Puis il resta silencieux, attentif en apparence, mais trop absorbé, en fait, dans la pensée de la catastrophe, pour suivre fidèlement le récit du docteur.

— Celui-ci avait adopté une attitude d’ignorance parfaite, jusqu’à ce que Sotillo se fût décidé à faire amener Hirsch pour qu’il répétât son histoire. On la lui arracha avec la plus grande peine, car, à chaque instant, il se répandait en lamentations. On finit par l’emmener, plus mort que vif, et par l’enfermer, pour le garder sous la main, dans une des pièces de l’étage supérieur.

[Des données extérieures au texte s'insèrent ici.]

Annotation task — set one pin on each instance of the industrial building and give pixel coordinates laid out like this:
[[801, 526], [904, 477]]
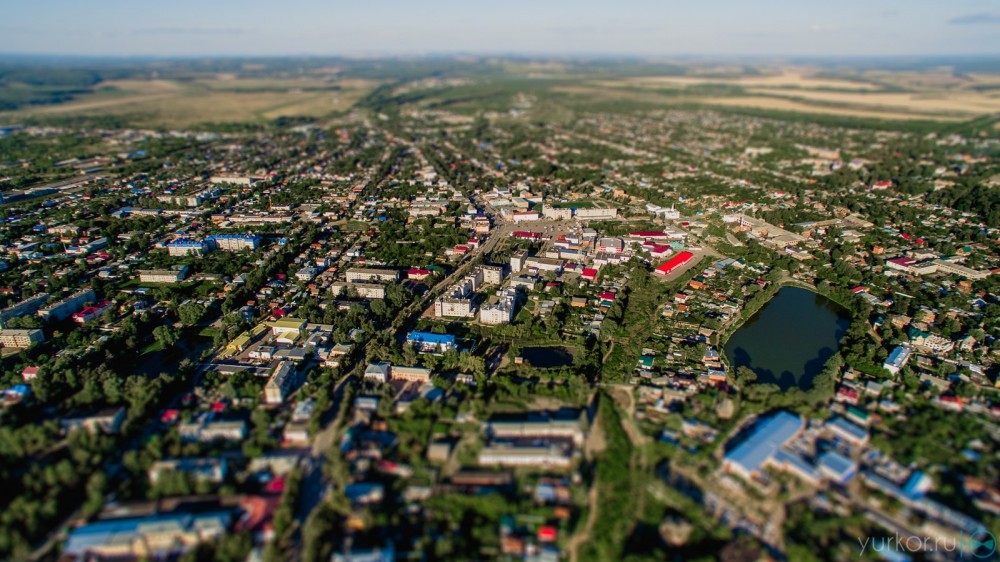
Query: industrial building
[[758, 449], [673, 263], [364, 275]]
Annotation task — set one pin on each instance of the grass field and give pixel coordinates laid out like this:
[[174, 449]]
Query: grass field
[[197, 99], [220, 99]]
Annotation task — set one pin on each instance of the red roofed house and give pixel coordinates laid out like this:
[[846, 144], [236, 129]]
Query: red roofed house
[[673, 263], [649, 234], [417, 274], [657, 250], [526, 235], [91, 312], [29, 373]]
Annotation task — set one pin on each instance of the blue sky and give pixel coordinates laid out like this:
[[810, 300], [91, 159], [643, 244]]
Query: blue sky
[[392, 27]]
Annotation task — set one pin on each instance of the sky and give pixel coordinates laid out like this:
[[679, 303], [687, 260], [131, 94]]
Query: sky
[[537, 27]]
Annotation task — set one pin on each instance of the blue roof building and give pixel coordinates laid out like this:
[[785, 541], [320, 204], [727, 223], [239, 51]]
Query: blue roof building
[[428, 341], [897, 360], [159, 536], [852, 433], [761, 446]]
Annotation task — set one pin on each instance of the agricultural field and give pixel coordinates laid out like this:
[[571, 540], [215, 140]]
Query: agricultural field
[[221, 98]]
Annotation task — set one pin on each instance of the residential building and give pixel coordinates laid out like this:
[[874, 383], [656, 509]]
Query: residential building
[[674, 263], [378, 372], [542, 455], [493, 274], [175, 274], [409, 374], [759, 448], [64, 308], [897, 360], [89, 313], [186, 247], [205, 469], [158, 536], [28, 306], [517, 260], [430, 342], [364, 290], [282, 382], [364, 275], [205, 430], [20, 338], [557, 213], [108, 420], [596, 214], [234, 242]]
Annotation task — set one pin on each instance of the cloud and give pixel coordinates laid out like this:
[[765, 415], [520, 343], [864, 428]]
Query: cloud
[[982, 18], [824, 28], [193, 31]]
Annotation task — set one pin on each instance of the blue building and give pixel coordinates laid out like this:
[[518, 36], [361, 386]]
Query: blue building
[[897, 360], [430, 342], [185, 247], [234, 242], [761, 447], [159, 536]]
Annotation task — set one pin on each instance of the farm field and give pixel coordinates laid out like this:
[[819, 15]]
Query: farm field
[[218, 99]]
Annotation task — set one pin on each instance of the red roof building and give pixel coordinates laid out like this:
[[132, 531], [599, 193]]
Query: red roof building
[[673, 263], [656, 234]]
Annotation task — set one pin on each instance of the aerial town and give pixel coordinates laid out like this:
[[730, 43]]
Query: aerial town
[[432, 331]]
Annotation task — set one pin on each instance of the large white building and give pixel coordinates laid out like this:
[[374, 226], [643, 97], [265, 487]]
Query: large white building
[[591, 214], [64, 308], [282, 383], [174, 275], [452, 307], [363, 275], [493, 274], [185, 247], [540, 455], [364, 290], [502, 312], [234, 242], [29, 305], [557, 213]]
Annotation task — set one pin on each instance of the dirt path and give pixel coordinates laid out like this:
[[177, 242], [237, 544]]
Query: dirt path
[[582, 537]]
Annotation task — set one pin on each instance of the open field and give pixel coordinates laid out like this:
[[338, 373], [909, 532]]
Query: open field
[[221, 99], [783, 79], [195, 98]]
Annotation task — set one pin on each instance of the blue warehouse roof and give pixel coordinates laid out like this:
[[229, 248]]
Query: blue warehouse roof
[[429, 337], [769, 436]]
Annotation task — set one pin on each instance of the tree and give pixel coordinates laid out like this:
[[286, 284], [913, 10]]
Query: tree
[[191, 313], [166, 335]]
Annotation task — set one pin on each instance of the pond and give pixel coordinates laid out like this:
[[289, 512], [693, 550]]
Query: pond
[[787, 342], [547, 357]]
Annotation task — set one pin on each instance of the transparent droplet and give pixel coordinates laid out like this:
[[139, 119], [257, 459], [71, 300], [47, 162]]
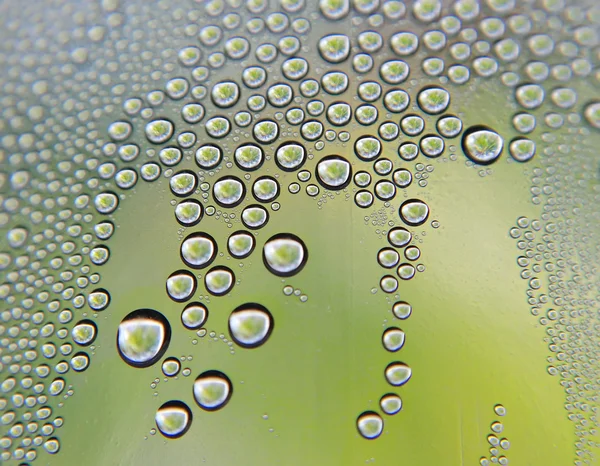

Le docteur qui voulait faire croire à Sotillo que l’administration de la San-Tomé le tenait à l’écart de ses conciliabules secrets, déclara que l’affaire paraissait incroyable. Quant à lui, affirma-t-il, il ne pouvait savoir ce qu’avaient fait les Européens, ayant été exclusivement absorbé par le pansement des blessés et les soins prodigués à don José Avellanos.

Il avait su adopter un tel accent d’indifférence que Sotillo paraissait convaincu de son parfait détachement. Jusque-là, on avait fait un simulacre d’enquête régulière : l’un des officiers, assis à la table, notait les questions et les réponses ; les autres, dispersés dans la pièce, écoutaient attentivement, les yeux fixés sur le docteur, en tirant des bouffées de leurs longs cigares. Mais, à ce moment, Sotillo fit sortir tout le monde.